Entertainment

‘Matilda’ is one for the books

Once in a blue moon, a show comes out blazing and restores your faith in Broadway. “Matilda The Musical” is that show.

“Matilda” landed at the Shubert Theatre with daunting advance word from its London run: We were told this Royal Shakespeare Company production was simultaneously arty and crowd-pleasing, irreverent and uplifting, appealing to children and adults, blah blah blah.

For once, you can believe the hype. A treat for ears and eyes, brain and heart, the glorious “Matilda” has it all — plus lasers!

Story-wise, the show sticks closely to Roald Dahl’s 1988 novel about the title’s brainy 5-year-old, who uses her wiles — and handy telekinetic powers — to stand up to her tormentors.

But the faithfulness isn’t just literal: The musical captures Dahl’s irreverent spirit and sadistic black humor. The victories are all the sweeter for not being handled sweetly.

Young Matilda (Milly Shapiro, 10, one of four girls rotating in the part) knows her times tables and tears though several novels a day. Not that it matters to her parents, Mr. and Mrs. Wormwood (the hilariously cartoonish Gabriel Ebert and Lesli Margherita), who are far more interested in themselves and their idiotic, TV-addicted son, Michael (Taylor Trensch), and are sickened by Matilda’s love of reading.

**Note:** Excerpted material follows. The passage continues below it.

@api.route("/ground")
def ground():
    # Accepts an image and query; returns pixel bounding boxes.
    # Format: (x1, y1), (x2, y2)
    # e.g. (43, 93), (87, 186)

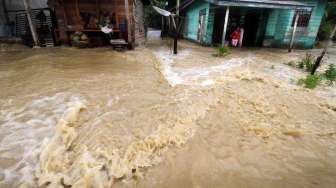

“Charlotte Bronte, do not want-ee,” the father sings. “Jane Austen, in the compostin’/James Joyce? Doesn’t sound noice.”

Matilda finds comfort in the world of stories — she makes up her own, too — and in her sympathetic teacher, Miss Honey (Lauren Ward). Together they face the bullying headmistress, Miss Trunchbull, played in ferocious drag by Bertie Carvel like a cross between a prison warden and a boot-camp drill sergeant.

“I shall consign you to the seventh circle of hell, child,” Trunchbull screams at a boy who stole a slice of her chocolate cake. “You shall be destroyed!”

Throughout, Shapiro, looking like an old soul with intense focus, made it clear Matilda would not be cowed.

We’re very far from the pandering junk that so often passes for family entertainment — looking at you, “Spider-Man” — an impression compounded by Tim Minchin’s witty, inventive score, which marries catchy melodies with rollicking multisyllable rhymes:

“And you may bet your britches/This headmistress/Finds this foul odifer-ous-ness/Wholly olfactorily insulting,” Trunchbull sings after sniffing a “smell of rebellion” among the students.

To balance this wordy naughtiness, director Matthew Warchus sets a speedy pace and packs in broad physical comedy, including gigantic burps, exaggerated grimaces and energetic dancing — choreographed by Peter Darling, late of “Billy Elliot.”

As Warchus did in “God of Carnage” and “Boeing-Boeing,” he also pays great attention to style. Each scene is gorgeously composed and lit against Rob Howell’s set — a wild mosaic of letter tiles that looks like the aftermath of a “Scrabble” explosion.

It’s only fitting that a show about a little girl in love with storytelling should do such a memorable job of it.